Almost all the naturally occurring elements had their atomic masses (used synonymously as atomic weight in older books) determined by gravimetry. For that you need to read Richard Theodore's Nobel Prize winning work who meticulously measured atomic weights for many many elements using gravimetry at Harvard in the early 1900s.
Do you know what was the experimental definition of atomic mass which made gravimetry possible? It is weight of an element which combined with 1 part of hydrogen or 16 parts of oxygen (we have to choose one of these but not both). Very sadly, nobody teaches this today so most chemistry students are oblivious to it and yet they can regurgitate the 1/12 of C-12 definition. This definition was invented for some other reasons rather than experimentally measuring atomic weights in the 1960s to resolve disputes among physicists and chemists.
So if I assign a weight of 16 units to oxygen and 65.4 parts of zinc combine with one oxygen in a 1:1 ratio (ZnO), we would assign an atomic weight of Zn as 65.4. Arbitrary as it may sound, this was the experimental way. What Richard did is that he used precipitation reactions using silver chloride and correlated that with oxygen 16.
I provide you with an exercise from Pauling's General Chemistry (forget about moles, Avogadro's, g/mol, molar mass etc.) to solve this problem.
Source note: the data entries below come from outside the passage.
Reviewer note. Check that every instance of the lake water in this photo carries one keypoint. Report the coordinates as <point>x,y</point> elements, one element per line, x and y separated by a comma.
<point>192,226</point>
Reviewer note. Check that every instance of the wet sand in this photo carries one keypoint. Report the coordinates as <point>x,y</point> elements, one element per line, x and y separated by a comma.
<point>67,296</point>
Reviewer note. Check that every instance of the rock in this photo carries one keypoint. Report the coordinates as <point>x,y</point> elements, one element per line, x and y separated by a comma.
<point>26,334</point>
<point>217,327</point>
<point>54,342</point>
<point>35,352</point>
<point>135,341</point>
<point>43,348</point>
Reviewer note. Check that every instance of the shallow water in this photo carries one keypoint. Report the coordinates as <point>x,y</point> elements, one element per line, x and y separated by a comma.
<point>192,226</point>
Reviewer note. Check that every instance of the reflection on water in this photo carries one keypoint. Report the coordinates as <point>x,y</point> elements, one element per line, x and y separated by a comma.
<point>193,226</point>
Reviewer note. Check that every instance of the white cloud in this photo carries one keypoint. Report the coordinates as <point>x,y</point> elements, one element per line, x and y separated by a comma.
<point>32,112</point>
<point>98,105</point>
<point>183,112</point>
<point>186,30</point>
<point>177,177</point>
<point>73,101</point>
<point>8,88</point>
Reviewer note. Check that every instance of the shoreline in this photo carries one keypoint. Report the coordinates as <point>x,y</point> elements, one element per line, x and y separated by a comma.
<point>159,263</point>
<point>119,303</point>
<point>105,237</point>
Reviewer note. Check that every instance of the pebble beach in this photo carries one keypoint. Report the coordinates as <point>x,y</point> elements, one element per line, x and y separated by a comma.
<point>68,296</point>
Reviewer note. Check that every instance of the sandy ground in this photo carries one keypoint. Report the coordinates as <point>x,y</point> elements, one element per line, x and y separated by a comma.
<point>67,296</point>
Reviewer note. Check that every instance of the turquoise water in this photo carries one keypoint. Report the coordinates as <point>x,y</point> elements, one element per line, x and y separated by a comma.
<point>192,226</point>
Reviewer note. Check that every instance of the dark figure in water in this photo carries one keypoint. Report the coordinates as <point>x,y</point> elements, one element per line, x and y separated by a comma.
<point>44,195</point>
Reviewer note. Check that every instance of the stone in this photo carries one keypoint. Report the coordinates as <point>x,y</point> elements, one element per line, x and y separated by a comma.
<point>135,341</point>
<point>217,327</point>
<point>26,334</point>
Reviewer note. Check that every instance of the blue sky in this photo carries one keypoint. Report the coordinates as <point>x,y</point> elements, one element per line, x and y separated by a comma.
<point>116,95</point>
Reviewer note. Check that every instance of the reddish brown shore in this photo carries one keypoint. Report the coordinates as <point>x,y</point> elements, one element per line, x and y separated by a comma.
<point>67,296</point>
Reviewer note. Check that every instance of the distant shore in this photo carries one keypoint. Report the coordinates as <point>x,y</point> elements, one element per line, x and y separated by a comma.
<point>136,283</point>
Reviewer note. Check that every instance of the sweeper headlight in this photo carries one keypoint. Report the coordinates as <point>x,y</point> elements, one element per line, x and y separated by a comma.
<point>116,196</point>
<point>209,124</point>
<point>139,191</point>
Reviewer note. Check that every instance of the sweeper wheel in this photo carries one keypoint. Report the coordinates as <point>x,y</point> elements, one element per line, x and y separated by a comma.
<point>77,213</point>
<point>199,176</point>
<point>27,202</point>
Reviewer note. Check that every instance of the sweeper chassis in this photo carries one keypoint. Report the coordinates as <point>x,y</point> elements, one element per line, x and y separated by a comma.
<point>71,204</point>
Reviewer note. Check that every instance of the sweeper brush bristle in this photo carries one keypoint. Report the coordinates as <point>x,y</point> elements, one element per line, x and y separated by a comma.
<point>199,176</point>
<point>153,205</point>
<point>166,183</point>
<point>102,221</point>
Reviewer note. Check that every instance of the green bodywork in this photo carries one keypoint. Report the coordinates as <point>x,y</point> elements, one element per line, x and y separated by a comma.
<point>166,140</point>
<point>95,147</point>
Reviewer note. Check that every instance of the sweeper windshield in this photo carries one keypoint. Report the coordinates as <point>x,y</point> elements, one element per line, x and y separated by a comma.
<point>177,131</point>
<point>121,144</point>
Let us go to 1940s, we have the above definition that atomic weight is weight of an element which combines with 16 parts of oxygen.
In a determination of the atomic weight of iron, 7.59712 g of
carefully purified ferric oxide, $\ce{Fe2O3}$ , was reduced by heating
in a stream of hydrogen, and found to yield 5.31364 g of metallic
iron. Given the atomic weight of oxygen as 15.9994, to what value of
the atomic weight of iron does this result lead?
Hint: Try to find what weight of iron would combine with 15.9994 parts of oxygen and note that there are two iron atoms and three oxygen atoms.